I’ve been trying to figure out what to write about. I blew off a lot of steam at the end of the year and hurled myself into the new year filled with positivity and intention. And, I’m working it! But, I’m always looking for a story, an angle, an intersection to look around and find some unique image to share. Thanks to my good friend Claire and her Project for Kindness blog today, I found something fun. It’s a very simple writing prompt. Another blogger, Lisa-Jo Baker heads up what she calls a “flash mob for writers” on Fridays where she selects a topic and asks other writers to pull together a piece in 5 minutes. So, I just have 5 minutes to write on the topic du jour – FIGHT. Freewriting, no editing, no thinking. This will be pure free-association. I apologize in advance for typos!
Here we go!
The word fight connotes such negativity for me. I think about my entire childhood. Fighting was the norm. My parents fought, my siblings fought, we all fought. It was constant and brutal and ugly. I hated it. I hate fighting. I do it myself. I cannot deny that my husband and I have had some of the most brutal, relentless fights I have ever experienced. And I hate every second of them. I am a peaceful person. I would rather discuss and negotiate and acknowledge and appreciate. But, I am hot-headed and half Italian and stubborn and, sometimes, looking for a fight. As much as I hate them, I sometimes will them on. And I really dislike that about myself.
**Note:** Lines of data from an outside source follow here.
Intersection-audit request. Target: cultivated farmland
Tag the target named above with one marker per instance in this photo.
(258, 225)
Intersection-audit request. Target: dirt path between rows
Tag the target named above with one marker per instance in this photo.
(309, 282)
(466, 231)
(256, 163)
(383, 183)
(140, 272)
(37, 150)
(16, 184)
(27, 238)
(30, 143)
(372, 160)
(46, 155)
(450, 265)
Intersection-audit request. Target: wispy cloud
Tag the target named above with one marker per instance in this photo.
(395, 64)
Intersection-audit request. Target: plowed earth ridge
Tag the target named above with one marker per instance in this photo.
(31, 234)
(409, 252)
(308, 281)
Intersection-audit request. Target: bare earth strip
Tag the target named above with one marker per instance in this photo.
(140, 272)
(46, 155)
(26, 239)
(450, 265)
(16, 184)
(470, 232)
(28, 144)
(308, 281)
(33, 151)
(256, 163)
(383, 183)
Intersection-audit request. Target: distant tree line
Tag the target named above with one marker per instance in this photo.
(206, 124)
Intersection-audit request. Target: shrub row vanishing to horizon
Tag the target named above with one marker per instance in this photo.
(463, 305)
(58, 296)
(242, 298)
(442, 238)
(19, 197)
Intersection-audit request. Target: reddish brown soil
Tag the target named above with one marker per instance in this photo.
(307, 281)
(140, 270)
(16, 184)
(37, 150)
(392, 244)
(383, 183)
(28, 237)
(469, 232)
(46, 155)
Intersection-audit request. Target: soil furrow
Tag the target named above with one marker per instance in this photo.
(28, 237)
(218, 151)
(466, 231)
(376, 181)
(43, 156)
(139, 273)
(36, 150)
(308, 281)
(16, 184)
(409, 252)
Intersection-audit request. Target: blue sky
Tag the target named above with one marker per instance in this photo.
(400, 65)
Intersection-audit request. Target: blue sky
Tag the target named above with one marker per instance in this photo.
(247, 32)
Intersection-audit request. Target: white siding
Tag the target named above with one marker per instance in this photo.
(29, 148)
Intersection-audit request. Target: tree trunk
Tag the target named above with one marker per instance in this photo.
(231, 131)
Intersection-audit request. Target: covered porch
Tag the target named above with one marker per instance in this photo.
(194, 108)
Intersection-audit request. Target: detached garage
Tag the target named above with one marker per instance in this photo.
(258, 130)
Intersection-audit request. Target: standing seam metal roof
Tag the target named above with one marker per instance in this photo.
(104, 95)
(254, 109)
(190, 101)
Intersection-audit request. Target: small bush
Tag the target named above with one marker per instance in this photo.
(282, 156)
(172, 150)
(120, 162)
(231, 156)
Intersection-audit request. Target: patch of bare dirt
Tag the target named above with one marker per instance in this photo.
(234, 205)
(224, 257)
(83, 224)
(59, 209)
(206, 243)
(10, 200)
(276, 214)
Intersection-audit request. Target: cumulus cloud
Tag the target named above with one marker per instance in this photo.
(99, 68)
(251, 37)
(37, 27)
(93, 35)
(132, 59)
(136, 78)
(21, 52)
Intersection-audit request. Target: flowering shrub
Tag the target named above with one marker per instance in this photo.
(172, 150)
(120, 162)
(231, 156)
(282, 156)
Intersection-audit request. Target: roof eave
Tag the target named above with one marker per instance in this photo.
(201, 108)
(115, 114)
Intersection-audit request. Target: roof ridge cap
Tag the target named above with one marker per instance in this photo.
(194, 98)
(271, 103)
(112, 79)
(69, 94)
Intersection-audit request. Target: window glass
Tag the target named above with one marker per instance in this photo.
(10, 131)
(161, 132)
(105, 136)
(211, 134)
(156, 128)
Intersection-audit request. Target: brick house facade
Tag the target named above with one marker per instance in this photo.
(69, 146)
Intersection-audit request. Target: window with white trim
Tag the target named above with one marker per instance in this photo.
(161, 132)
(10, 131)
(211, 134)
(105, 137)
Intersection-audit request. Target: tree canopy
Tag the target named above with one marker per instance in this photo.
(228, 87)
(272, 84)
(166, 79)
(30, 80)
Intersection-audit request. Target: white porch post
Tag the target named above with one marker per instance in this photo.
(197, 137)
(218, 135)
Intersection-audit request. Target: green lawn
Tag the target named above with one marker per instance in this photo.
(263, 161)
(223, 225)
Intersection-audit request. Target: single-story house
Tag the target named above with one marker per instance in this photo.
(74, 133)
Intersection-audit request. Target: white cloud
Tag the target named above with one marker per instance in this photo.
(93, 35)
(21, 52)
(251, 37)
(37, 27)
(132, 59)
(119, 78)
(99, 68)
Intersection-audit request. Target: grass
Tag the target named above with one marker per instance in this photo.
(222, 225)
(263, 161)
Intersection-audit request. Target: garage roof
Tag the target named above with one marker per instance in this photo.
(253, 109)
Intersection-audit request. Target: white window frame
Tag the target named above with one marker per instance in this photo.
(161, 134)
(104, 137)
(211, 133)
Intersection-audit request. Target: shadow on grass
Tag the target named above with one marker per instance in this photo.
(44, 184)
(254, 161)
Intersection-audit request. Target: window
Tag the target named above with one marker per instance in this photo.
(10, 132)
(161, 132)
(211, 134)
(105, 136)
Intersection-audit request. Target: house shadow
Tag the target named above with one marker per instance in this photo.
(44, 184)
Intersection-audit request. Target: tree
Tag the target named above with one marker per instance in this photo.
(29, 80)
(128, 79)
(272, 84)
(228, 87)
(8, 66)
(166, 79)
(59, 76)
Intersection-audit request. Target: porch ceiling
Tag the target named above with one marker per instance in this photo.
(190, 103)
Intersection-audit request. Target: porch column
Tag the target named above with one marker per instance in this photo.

The fighting has subsided in recent years. It has calmed down a lot. Mostly because I think about my kids. I don’t want them to be as uncomfortable with fighting as I am. Fights feel like a dead-end. There is no easy way back. They are so violent and hurtful. And, often, so unproductive. I want them to see healthy alternatives to fighting. I want them to think about the word fight as an internal drive. I will fight my way to where I need to go. Rather than I will fight with someone I love.
I cannot stop the fighting. My kids do it constantly but they have an amazing ability to love each other and move on. There is resentment but it is not deep. There is no true hostility. It is silly fighting. It is pushing each other’s buttons. They don’t fight productively but they also don’t fight abusively.
I add to my 2014 list of intentions to try to fight less. I’m hanging up my gloves for a while. This was a great reminder.